If I approximate $\displaystyle e^{-x^2}$ with the first three terms of its Maclaurin series, how do I find the range of x for which the approximation is accurate to within .005?

First, I found the Maclaurin series that represents this function:

$\displaystyle e^{-x^2} = \sum_{n=0}^\infty\frac{(-x^2)^n}{n!} = \sum_{n=0}^\infty\frac{x^{2n}}{n!} = 1 + x^2 + \frac{x^4}{2!} + \frac{x^6}{3!} + ...$

Since we are approximating using three terms, I have to find the 4th derivative of the function, which is $\displaystyle e^{-x^2}(16x^4-48x^2+12)$.

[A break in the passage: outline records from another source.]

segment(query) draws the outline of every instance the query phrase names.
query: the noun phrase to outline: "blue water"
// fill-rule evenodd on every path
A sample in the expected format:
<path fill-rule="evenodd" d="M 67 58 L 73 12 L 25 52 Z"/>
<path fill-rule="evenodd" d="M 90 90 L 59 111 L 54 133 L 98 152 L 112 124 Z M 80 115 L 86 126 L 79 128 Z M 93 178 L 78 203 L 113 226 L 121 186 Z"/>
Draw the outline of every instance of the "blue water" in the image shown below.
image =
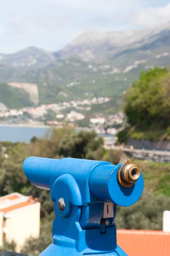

Up to this point, I think that I am in good shape. Even this next step seems fairly straightforward:

$\displaystyle |error| = |R_3(x,z)| = |\frac{f^{(4)}(z)}{4!}x^4| \leq 0.005$

It's in executing this that get confused. I think that the next step is this:

$\displaystyle |\frac{e^{-x^2}(16x^4-48x^2+12)}{24}x^4| \leq 0.005$

$\displaystyle |4x^4e^{-x^2}(4x^4-12x^2+3)| \leq 0.12$

It's at this point where I get stuck. Assuming that I have gotten this far without error (big assumption), the idea would be to solve the inequality for x, which would tell me the range to fall within this error threshold. But the algebra here seems pretty involved, which makes me think that I have made a mistake.

Anybody see anything or have any advice? Thanks.